The development of the National Disaster Recovery Framework (NDRF) was done with technical support from the Global Facility for Disaster Reduction and Recovery (GFDRR), United Nations and the World Bank, and financing by an African Caribbean Pacific-European Union (ACP-EU) grant.
Before the commemoration event on Sunday, Centre for Environmental Policy and Advocacy (CEPA) organized a panel discussion on Saturday at St Lawrence Girls’ Secondary School in Chikwawa where communities as well as technical experts from various institutions discussed issues to do with disasters especially the impact they caused and how best the impact would be minimized.
The panel discussion which was covered live on Zodiak Broadcasting Station as well as Chanco radios ended with an agreement from both parties that consolidation of indigenous and scientific knowledge can assist the country to reduce damages that occur during natural disasters.
In line with the theme under commemoration, the minister said science and indigenous knowledge in predicting weather were supposed to be used.

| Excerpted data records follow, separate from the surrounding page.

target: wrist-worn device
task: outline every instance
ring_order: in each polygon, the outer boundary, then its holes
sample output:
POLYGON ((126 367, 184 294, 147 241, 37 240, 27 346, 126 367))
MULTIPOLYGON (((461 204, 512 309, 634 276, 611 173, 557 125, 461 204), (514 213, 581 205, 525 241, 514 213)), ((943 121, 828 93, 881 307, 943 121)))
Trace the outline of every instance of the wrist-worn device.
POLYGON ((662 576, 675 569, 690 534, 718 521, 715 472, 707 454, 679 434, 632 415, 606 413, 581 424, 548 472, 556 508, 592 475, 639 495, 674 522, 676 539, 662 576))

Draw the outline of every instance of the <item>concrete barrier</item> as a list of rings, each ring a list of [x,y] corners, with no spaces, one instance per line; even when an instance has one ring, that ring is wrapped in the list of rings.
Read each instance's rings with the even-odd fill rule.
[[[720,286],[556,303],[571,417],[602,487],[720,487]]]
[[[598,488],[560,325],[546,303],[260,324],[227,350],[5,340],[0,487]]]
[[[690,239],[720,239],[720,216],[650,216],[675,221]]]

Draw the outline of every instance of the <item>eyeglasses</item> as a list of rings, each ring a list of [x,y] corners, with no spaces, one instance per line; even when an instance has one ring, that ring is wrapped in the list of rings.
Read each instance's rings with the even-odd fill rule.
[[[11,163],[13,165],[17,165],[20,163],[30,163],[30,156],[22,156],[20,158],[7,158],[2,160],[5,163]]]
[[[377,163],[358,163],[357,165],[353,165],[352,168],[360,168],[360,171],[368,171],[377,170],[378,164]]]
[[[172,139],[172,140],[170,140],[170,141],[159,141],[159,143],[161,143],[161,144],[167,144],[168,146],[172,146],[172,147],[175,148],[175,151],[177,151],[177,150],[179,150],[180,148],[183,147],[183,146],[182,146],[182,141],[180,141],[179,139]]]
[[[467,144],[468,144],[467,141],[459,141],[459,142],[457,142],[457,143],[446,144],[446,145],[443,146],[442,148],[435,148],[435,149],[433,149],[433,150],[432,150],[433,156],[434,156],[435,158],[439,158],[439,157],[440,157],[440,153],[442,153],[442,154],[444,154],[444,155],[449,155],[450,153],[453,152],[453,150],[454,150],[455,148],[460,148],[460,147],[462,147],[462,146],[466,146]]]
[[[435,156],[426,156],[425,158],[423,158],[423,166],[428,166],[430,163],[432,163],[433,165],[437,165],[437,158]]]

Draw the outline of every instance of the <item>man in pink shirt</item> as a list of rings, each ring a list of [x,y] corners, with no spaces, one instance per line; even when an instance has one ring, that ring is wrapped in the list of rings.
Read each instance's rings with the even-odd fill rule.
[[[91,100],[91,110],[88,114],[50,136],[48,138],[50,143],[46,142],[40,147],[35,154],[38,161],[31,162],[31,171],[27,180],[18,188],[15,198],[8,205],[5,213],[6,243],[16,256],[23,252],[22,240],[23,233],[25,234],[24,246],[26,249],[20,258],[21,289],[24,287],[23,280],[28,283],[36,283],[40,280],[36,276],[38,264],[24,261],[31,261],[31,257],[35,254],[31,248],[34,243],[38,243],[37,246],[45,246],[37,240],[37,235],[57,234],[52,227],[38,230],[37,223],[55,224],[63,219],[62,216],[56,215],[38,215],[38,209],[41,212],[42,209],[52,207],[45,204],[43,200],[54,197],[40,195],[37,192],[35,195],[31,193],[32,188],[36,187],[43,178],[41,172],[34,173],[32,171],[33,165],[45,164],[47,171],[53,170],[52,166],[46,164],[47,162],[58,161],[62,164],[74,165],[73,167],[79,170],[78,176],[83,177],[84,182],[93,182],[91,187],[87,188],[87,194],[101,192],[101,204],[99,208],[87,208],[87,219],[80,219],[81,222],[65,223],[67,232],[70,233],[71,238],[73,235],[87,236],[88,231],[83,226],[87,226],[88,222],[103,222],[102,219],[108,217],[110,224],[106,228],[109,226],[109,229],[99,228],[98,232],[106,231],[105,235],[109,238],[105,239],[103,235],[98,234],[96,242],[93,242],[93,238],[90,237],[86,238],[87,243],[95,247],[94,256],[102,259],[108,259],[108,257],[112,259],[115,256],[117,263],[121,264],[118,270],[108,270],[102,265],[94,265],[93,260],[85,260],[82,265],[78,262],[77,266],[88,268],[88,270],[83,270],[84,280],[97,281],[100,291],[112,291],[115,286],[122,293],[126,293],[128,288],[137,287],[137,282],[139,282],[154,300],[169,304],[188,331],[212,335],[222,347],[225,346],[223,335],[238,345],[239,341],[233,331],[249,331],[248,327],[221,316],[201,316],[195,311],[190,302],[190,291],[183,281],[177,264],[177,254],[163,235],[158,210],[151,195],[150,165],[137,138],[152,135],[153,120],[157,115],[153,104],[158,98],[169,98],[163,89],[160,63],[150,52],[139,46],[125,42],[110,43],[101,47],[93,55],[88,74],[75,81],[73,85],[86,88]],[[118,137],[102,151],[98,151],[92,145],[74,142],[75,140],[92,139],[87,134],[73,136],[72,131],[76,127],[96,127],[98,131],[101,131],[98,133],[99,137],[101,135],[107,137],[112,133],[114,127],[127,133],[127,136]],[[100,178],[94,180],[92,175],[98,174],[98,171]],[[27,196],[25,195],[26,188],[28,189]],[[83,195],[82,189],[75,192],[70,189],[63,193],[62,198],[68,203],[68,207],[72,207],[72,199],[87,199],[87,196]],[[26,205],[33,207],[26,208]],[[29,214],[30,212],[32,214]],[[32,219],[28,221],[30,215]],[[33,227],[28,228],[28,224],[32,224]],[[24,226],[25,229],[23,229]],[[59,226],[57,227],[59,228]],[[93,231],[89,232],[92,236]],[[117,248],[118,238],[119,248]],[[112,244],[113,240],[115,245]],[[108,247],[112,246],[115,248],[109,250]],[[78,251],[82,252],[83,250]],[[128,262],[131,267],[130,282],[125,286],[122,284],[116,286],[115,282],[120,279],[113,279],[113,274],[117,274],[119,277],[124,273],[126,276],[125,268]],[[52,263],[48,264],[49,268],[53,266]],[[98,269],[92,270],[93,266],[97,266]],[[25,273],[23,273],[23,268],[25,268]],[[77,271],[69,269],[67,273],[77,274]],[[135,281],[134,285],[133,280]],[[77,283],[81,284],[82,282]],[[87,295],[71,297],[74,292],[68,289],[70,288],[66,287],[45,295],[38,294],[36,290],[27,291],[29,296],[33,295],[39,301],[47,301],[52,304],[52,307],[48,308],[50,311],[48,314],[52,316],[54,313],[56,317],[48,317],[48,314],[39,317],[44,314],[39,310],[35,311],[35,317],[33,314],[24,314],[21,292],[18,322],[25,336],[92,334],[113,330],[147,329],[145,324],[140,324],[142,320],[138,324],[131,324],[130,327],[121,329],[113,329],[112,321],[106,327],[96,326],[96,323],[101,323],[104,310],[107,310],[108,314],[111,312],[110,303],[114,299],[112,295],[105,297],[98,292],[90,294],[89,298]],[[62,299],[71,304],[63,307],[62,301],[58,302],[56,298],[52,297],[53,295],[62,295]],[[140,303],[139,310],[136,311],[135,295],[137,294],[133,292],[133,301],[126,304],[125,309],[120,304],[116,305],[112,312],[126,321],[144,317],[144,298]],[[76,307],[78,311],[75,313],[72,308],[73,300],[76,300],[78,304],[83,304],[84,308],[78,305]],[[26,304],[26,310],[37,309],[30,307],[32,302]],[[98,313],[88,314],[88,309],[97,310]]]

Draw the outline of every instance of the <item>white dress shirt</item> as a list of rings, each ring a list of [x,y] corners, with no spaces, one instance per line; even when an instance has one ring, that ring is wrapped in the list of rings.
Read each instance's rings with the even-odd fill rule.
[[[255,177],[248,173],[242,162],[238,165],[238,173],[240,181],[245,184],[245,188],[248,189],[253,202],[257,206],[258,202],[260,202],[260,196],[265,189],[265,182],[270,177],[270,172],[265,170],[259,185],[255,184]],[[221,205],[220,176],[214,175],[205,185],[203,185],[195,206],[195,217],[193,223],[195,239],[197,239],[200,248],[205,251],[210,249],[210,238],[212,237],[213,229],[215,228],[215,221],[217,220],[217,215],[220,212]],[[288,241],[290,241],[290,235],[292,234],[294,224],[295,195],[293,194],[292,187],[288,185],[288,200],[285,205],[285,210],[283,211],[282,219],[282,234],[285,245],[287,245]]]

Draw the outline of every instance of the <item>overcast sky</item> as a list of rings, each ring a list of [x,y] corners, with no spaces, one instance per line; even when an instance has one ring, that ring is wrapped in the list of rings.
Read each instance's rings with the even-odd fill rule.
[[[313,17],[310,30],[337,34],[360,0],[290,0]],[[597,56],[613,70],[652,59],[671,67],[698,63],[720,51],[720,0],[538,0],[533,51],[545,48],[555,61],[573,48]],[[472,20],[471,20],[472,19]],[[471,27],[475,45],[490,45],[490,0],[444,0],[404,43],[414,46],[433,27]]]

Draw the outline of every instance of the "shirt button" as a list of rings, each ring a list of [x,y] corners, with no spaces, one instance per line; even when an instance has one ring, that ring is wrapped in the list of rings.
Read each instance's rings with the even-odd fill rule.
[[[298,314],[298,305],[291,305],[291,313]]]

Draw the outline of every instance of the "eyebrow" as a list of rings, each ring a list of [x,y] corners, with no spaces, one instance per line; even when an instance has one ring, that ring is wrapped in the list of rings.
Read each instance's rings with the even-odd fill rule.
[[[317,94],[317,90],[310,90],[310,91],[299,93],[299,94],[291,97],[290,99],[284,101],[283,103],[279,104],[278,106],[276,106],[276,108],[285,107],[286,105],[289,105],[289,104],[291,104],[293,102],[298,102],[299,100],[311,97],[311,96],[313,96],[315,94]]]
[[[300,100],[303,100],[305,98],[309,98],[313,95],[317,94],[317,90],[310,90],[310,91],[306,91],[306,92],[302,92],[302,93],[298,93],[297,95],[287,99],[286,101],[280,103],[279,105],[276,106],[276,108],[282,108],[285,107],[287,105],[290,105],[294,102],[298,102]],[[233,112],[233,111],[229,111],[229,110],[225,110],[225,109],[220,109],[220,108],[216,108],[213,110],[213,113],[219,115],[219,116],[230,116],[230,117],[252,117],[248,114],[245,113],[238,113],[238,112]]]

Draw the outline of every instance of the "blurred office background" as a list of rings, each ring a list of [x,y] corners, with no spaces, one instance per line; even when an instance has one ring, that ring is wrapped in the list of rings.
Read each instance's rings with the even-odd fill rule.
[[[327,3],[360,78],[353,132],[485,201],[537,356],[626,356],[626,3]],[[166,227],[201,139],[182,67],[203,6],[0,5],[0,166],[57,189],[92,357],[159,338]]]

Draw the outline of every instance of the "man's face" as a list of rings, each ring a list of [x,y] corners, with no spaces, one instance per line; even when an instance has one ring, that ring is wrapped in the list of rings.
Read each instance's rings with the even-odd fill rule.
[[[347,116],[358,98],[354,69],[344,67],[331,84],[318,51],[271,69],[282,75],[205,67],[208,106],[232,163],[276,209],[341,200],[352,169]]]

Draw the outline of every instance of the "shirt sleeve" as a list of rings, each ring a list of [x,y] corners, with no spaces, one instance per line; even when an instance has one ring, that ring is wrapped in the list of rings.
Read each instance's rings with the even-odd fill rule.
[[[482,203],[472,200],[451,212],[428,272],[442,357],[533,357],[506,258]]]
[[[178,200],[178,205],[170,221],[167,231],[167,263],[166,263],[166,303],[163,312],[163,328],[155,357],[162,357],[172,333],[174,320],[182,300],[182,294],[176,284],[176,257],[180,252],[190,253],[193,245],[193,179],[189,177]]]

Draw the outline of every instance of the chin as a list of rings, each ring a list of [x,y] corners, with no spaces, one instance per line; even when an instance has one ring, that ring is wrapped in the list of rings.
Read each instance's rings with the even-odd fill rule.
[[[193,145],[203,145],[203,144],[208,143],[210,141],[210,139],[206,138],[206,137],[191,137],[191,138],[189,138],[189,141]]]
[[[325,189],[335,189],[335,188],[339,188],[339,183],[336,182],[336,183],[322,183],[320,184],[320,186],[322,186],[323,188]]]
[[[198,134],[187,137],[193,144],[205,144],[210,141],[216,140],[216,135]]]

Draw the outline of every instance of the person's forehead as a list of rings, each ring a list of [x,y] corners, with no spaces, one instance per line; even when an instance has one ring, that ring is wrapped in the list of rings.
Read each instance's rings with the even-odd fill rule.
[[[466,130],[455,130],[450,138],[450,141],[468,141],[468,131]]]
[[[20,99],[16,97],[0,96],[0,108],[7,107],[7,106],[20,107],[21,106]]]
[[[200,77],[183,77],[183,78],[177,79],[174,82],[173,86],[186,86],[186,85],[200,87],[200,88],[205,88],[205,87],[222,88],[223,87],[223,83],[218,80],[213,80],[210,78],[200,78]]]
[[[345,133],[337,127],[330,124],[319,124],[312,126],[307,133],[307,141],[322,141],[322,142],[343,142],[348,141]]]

The minister also handed over a model house to one of the beneficiaries who relocated to upper land which is being constructed under Red Cross at Zing’ando village.
The houses being constructed are among the 200 houses the organization is also constructing in the districts of Nsanje, Phalombe and Blantyre.
The floods experienced by Malawi in early 2015 affected 1.1 million people in 17 districts, killing 106 people, while 172 people were declared missing.
The floods indirectly affected many more through secondary effects such as power outage, lack of clean water, and lack of market access and disruption of health and education services.
The government of Malawi through the Department of Disaster Management Affairs (DoDMA), and with technical support from the European Union, the United Nations and the World Bank, conducted a Post Disaster Needs Assessment (PDNA).
The PDNA estimated damage and losses at US$335 million and it estimated the cost of recovery and reconstruction needs at US$494 million.